Luca Hammer bloggt auf AmbassadorBase. Foto: © Tony Gigov

Die österreichische Blogosphäre professionalisiert sich weiter. Ein Anzeichen dafür ist, dass sich mit dem Bloggen jetzt auch Geld verdienen lässt: Luca Hammer schreibt seit November für Ambassador Base. Standesgemäß hat er das bereits auf seiner Seite www.2-blog.net bekanntgegeben. Zugegeben handelt es sich bei seiner Tätigkeit für den Technologieblog von Microsoft Österreich erstens um einen 10 bis 20 Stunden Job und zweitens ist Luca schon ein recht prominenter Blogger. Bekannt wurde Luca vor allem auch durch seine technische Hilfe und Online-Kommunikationsarbeit während der Studentenproteste an der Universität Wien im Jahr 2009.

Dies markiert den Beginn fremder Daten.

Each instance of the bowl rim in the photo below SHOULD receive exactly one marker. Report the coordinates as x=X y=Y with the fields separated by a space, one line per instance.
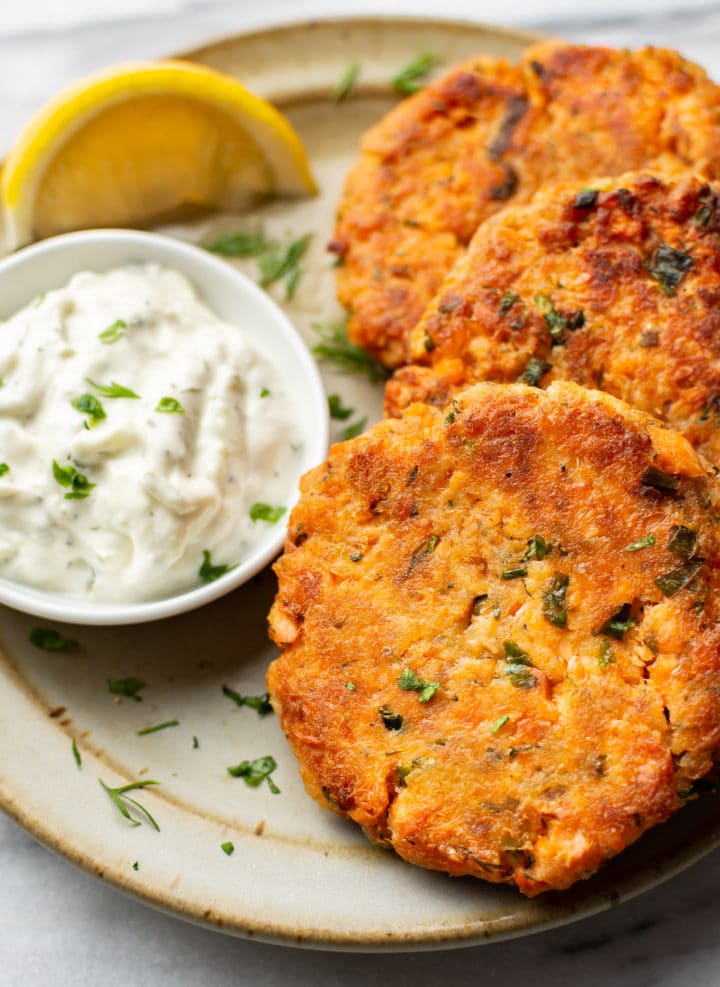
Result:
x=196 y=264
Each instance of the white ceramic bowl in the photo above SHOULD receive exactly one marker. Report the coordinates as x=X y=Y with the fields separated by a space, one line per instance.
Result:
x=50 y=264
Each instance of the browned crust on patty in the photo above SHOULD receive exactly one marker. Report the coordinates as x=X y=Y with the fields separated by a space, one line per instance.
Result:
x=622 y=294
x=549 y=744
x=488 y=134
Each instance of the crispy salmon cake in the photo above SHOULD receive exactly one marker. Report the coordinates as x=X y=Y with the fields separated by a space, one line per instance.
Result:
x=488 y=134
x=499 y=631
x=615 y=286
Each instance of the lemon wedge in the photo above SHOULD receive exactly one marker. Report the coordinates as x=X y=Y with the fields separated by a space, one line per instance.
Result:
x=142 y=142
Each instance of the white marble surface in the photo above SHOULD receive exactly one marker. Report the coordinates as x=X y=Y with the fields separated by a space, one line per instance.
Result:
x=59 y=926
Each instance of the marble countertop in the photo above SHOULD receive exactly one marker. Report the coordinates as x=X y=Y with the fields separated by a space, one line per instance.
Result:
x=60 y=926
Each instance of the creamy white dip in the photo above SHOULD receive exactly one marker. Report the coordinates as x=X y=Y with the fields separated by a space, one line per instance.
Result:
x=138 y=496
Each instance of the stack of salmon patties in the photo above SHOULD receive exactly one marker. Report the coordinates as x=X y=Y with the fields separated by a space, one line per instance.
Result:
x=498 y=609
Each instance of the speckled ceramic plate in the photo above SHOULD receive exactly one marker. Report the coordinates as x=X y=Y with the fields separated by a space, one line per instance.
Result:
x=298 y=874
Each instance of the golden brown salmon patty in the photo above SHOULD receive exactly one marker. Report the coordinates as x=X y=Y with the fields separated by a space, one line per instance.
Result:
x=616 y=286
x=488 y=134
x=499 y=631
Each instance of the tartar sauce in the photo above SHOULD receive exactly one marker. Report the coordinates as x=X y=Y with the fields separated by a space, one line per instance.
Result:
x=144 y=442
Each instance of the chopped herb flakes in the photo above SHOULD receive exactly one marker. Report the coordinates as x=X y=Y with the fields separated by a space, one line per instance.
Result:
x=517 y=666
x=647 y=542
x=89 y=405
x=409 y=681
x=68 y=476
x=120 y=797
x=264 y=512
x=619 y=624
x=517 y=572
x=129 y=688
x=672 y=582
x=534 y=371
x=156 y=727
x=411 y=76
x=352 y=431
x=261 y=704
x=554 y=607
x=114 y=332
x=336 y=408
x=669 y=266
x=538 y=548
x=170 y=406
x=606 y=656
x=335 y=349
x=255 y=772
x=499 y=724
x=682 y=542
x=49 y=640
x=653 y=477
x=113 y=390
x=391 y=721
x=208 y=572
x=346 y=82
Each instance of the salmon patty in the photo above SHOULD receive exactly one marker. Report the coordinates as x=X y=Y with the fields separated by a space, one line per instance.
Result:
x=499 y=631
x=614 y=286
x=488 y=134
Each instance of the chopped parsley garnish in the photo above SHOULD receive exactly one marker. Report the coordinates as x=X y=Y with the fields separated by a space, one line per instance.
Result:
x=619 y=624
x=534 y=371
x=409 y=681
x=586 y=199
x=114 y=332
x=120 y=797
x=556 y=322
x=68 y=476
x=672 y=582
x=345 y=83
x=538 y=548
x=647 y=542
x=669 y=266
x=261 y=704
x=156 y=727
x=264 y=512
x=89 y=405
x=170 y=406
x=49 y=640
x=517 y=666
x=606 y=656
x=240 y=244
x=281 y=263
x=554 y=607
x=129 y=688
x=665 y=482
x=346 y=357
x=499 y=724
x=352 y=431
x=255 y=772
x=506 y=302
x=113 y=390
x=209 y=572
x=410 y=77
x=518 y=572
x=336 y=408
x=391 y=721
x=682 y=541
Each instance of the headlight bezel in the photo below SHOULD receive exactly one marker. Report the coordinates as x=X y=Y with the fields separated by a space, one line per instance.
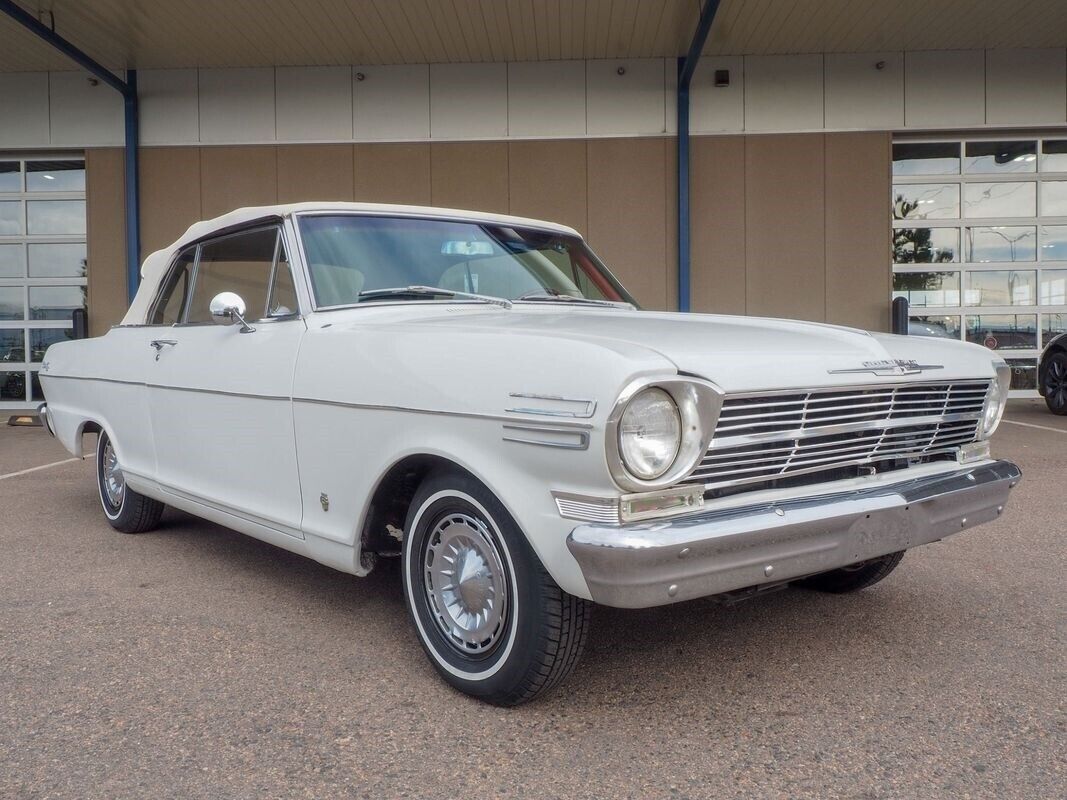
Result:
x=698 y=403
x=996 y=400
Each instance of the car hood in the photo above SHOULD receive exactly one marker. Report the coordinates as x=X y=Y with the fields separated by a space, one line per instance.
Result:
x=747 y=353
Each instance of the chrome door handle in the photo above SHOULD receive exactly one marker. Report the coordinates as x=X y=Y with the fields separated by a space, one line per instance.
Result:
x=160 y=344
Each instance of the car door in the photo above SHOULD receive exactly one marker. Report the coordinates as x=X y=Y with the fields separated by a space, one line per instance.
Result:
x=220 y=395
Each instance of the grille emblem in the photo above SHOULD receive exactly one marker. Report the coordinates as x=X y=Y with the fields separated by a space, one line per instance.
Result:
x=889 y=367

Es ist schon eine tolle Sache, dass mit Luca ein Blogger fürs Bloggen auch tatsächlich und kontinuierlich bezahlt wird. Sehr viele Menschen gibt es in Österreich ja noch nicht, die vom Bloggen leben können. Luca studiert derzeit Medienwissenschaft an der Universität Paderborn, wo er auch mit seiner Frau und Kind lebt. Er ist Mitgründer des Start-ups work|i|o (UPDATE: Das Startup gibt es nicht mehr) und beschäftigt sich daneben mit der Analyse und Darstellung von sozialen Beziehungen im Web. Dazu zählt auch eine recht coole interaktive Grafik zu den Verbindungen innerhalb der österreichischen Blogosphäre.